Chi vincerà: Encanto
Chi vorrei vincesse: Flee
Miglior film straniero
Vincerà Drive my car e va pure bene così. Continuo a tifare per Flee. (Scusa Sorrentino)
Chi vincerà: Drive my car
Chi vorrei vincesse: Flee
Miglior documentario
Per me un testa a testa fra Summer of Soul e Flee; vincerà il primo.
Chi vincerà: Summer of Soul
Chi vorrei vincesse: Flee (ma mi sta bene pure Summer of Soul)
Miglior fotografia
Tutti i candidati hanno fotografie strepitose, compreso The Power of the Dog e West Side Story. Tifo per Dune perché coi chiaroscuri è riuscito a fare miracoli, anche a coprire i problemi di budget nel realizzare gli effetti speciali, ma forse lo meriterebbe The Tragedy of Macbeth.

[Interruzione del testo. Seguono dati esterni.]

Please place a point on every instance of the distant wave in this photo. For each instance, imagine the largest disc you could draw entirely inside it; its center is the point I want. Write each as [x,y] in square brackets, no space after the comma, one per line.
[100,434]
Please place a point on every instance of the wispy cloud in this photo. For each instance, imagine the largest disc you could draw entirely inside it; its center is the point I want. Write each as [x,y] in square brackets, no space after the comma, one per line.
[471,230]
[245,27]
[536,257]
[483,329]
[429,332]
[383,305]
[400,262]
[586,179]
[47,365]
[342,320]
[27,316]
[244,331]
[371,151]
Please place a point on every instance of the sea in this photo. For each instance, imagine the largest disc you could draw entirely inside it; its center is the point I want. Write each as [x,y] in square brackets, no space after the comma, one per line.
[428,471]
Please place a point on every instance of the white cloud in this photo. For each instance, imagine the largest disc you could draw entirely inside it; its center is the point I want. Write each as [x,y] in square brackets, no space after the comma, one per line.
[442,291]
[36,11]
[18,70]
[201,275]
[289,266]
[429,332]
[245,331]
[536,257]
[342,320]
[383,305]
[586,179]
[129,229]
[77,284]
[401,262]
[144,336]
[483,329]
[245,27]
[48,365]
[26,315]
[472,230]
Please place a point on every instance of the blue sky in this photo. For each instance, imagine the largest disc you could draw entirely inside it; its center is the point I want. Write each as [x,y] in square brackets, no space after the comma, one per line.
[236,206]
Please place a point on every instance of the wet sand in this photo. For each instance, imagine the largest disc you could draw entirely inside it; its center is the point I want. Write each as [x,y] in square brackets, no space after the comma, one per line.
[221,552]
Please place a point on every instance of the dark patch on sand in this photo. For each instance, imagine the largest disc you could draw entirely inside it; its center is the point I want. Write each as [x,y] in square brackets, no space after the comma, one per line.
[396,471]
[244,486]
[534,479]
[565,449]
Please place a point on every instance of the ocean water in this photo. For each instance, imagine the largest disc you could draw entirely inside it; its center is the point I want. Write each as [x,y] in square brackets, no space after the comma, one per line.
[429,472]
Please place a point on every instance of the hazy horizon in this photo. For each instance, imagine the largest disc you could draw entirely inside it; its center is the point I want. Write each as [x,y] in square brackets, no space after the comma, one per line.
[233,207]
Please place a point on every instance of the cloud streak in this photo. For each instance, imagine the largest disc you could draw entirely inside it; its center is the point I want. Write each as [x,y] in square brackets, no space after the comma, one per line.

Chi vincerà: The Power of the Dog o West Side Story
Chi vorrei vincesse: Dune o Macbeth
Miglior colonna sonora
Spero bene che vinca Zimmer per Dune, così come dovrebbe vincere anche per il sonoro. Ma temo molto un Encanto a tradimento.
Chi vincerà: Encanto
Chi vorrei vincesse: Dune
Detto questo, aspettiamo i verdetti ufficiali e poi mettiamoci a guardare film belli per davvero!